A 60 y.o. lady with metastatic renal cell carcinoma was started on treatment with ICI- Iplimumab and Nivolumab. After two cycles of treatment, patient developed thyromegaly, was diagnosed with immune thyroiditis manifesting as hyperthyroidism followed by hypothyroidism, requiring levothyroxine. Two months into ICI therapy she presented to the hospital with complaints of left-sided flank pain. A CT scan of abdomen revealed increase in growth of the left renal mass. Laboratory data revealed serum sodium (Na) level of 127 mmol/L (Na was 142 a week prior). She was placed on fluid restriction of 1.2 liters per day and salt tablets 1 gram 3 times daily. Yet Na level continued to drop to 118 by 3rd day of hospitalization. Urine osmolality was 504 mosm/kg with urine sodium of 24 mmol/L . Her TSH level was low at 0.023 ( 0.400 - 4.000 mcU/mL) with free T4 levels of 0.69 ( 0.70 - 1.90 ng/dl), A.M. cortisol level was very low at 1 mcg/dl ( 6.0 - 18.4 mcg/dl). Patient was diagnosed with adrenal insufficiency and central hypothyroidism thought to be secondary to immune related adverse effects resulting from the use of Ipilimumab and Nivolumab. She was started on methylprednisone 70 milligrams IV daily, her serum Na improved from 119 to 126 mmol/l in 24 hours and normalized over 3 days. She was switched to oral tapering dose of hydrocortisone.

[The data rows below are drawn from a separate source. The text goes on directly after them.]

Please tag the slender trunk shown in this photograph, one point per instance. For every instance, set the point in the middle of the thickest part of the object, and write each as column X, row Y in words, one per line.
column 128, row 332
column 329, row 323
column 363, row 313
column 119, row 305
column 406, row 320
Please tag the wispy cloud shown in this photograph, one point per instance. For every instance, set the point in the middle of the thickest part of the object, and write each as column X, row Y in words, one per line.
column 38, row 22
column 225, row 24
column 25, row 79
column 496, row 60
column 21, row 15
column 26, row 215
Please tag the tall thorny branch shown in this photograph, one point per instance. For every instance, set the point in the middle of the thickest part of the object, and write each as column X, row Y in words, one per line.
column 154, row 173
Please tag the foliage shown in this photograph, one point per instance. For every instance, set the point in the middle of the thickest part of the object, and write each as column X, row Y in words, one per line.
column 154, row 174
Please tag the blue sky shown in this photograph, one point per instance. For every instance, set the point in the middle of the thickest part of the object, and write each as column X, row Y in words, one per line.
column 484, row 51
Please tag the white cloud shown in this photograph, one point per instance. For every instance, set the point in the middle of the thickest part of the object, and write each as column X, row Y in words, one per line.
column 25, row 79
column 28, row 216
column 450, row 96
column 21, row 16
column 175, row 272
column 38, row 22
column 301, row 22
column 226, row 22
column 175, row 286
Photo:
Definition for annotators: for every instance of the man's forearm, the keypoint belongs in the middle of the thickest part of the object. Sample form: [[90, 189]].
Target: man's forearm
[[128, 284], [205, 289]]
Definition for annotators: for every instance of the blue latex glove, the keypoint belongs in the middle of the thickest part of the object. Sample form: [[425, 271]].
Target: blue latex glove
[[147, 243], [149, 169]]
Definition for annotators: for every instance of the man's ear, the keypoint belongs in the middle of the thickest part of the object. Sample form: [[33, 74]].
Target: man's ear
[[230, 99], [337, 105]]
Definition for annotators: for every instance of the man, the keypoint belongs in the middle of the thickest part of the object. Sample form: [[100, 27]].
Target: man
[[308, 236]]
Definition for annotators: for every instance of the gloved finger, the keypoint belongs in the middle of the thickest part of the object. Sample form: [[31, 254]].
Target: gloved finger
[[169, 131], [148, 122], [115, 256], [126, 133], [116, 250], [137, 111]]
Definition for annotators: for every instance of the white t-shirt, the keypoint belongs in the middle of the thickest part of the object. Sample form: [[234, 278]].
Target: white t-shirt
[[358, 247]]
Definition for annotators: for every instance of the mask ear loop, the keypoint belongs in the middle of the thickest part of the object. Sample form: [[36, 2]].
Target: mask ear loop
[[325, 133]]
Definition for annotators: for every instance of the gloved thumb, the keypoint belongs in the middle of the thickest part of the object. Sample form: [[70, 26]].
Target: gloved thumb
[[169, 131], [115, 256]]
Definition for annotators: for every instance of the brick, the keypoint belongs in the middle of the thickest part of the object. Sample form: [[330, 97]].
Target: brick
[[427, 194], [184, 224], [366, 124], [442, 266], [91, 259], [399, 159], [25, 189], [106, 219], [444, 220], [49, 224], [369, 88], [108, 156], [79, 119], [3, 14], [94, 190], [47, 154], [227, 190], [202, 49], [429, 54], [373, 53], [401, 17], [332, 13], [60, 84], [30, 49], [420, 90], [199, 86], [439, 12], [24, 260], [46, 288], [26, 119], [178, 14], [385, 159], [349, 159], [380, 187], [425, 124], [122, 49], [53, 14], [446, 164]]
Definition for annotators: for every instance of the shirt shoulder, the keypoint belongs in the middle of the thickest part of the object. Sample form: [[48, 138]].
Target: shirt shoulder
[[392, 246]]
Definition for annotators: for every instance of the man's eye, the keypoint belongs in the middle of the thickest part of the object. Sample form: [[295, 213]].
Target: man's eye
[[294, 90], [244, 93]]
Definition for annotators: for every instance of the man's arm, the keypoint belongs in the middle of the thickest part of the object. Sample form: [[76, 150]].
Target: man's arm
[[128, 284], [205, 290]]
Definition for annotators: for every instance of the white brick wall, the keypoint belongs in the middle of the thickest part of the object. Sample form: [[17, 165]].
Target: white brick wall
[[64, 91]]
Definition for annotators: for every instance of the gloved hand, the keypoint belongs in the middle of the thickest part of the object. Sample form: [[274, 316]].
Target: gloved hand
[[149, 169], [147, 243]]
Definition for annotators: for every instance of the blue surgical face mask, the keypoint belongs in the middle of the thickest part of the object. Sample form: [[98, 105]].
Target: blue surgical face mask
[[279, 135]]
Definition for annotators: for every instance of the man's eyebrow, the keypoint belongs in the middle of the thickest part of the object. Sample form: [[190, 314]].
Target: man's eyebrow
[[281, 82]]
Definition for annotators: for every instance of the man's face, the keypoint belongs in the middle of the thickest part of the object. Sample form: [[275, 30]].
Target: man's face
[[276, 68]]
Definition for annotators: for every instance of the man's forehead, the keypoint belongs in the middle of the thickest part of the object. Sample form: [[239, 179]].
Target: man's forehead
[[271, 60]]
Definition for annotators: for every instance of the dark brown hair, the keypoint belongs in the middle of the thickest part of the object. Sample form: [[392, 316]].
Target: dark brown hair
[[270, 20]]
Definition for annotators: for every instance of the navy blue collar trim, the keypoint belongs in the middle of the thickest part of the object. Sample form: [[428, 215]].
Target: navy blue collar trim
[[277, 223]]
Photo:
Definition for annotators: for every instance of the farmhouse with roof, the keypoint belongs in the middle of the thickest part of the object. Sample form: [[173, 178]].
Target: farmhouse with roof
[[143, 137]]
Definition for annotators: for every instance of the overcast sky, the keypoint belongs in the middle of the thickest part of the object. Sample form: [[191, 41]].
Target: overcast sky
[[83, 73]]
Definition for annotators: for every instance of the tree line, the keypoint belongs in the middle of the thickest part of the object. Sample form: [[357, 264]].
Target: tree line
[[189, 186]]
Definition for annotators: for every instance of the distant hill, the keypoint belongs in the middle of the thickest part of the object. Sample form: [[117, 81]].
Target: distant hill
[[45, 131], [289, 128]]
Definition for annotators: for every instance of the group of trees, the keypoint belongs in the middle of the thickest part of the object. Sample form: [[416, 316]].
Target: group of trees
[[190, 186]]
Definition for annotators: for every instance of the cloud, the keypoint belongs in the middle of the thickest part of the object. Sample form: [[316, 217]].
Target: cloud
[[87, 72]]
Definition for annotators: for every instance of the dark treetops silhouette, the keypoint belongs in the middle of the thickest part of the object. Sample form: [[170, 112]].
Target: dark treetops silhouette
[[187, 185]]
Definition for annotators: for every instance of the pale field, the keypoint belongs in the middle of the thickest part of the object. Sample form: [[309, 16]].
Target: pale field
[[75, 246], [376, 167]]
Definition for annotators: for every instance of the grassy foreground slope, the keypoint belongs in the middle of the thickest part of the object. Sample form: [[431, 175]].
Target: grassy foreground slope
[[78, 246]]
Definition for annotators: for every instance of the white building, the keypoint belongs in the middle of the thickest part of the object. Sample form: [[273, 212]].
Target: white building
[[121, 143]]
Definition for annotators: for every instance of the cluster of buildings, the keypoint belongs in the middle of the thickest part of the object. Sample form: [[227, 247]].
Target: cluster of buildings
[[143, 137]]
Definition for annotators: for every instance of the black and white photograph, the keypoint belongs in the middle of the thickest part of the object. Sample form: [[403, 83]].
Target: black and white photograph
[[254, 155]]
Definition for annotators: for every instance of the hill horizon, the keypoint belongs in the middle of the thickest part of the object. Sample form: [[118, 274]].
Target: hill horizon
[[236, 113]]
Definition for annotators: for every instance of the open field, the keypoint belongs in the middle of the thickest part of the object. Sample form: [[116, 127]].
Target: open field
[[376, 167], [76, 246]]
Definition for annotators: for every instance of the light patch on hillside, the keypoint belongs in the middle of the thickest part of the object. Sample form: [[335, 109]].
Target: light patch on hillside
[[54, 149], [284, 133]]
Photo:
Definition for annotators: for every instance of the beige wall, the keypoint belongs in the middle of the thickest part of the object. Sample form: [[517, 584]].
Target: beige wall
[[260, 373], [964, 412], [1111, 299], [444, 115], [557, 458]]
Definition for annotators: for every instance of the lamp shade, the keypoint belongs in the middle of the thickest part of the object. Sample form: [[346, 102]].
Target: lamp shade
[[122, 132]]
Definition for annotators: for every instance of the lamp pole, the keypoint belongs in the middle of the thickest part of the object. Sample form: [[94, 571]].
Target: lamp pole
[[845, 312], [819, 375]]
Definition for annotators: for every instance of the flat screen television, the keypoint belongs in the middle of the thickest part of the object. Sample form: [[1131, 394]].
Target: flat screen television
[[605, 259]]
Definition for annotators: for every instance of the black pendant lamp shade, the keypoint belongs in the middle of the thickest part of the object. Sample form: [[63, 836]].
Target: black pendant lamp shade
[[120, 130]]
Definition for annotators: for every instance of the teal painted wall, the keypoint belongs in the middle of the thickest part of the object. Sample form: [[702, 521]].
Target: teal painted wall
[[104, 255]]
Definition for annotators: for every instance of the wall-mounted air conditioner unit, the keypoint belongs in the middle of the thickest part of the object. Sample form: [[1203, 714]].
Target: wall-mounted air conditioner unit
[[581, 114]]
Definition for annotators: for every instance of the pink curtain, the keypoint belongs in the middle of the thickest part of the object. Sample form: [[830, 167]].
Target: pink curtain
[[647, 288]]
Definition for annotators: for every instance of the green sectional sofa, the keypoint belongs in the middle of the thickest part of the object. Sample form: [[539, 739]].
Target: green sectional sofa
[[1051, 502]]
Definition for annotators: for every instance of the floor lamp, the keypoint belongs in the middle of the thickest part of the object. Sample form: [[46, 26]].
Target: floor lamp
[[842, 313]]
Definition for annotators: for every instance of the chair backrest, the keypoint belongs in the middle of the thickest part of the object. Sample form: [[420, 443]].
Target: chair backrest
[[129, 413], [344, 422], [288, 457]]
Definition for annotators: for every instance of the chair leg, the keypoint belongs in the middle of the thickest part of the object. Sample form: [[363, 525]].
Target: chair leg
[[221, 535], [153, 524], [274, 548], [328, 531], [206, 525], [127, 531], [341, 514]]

The combined treatment of iplimumab (anti-CTLA4 Ab) and nivolumab (anti-PD-1 Ab) increases the tumor efficacy but also increases the risk for autoimmune hypophysitis, which can cause secondary adrenal insufficiency through complement deposition, mononuclear cell infiltration and production of antibodies to adenohypophysial endocrine cells resulting in adrenal insufficiency induced hyponatremia. In this case, hyponatremia did not respond to fluid restriction and salt tablets but responded to steroids. Hyponatremia induced by ICI should be recognized and treated promptly.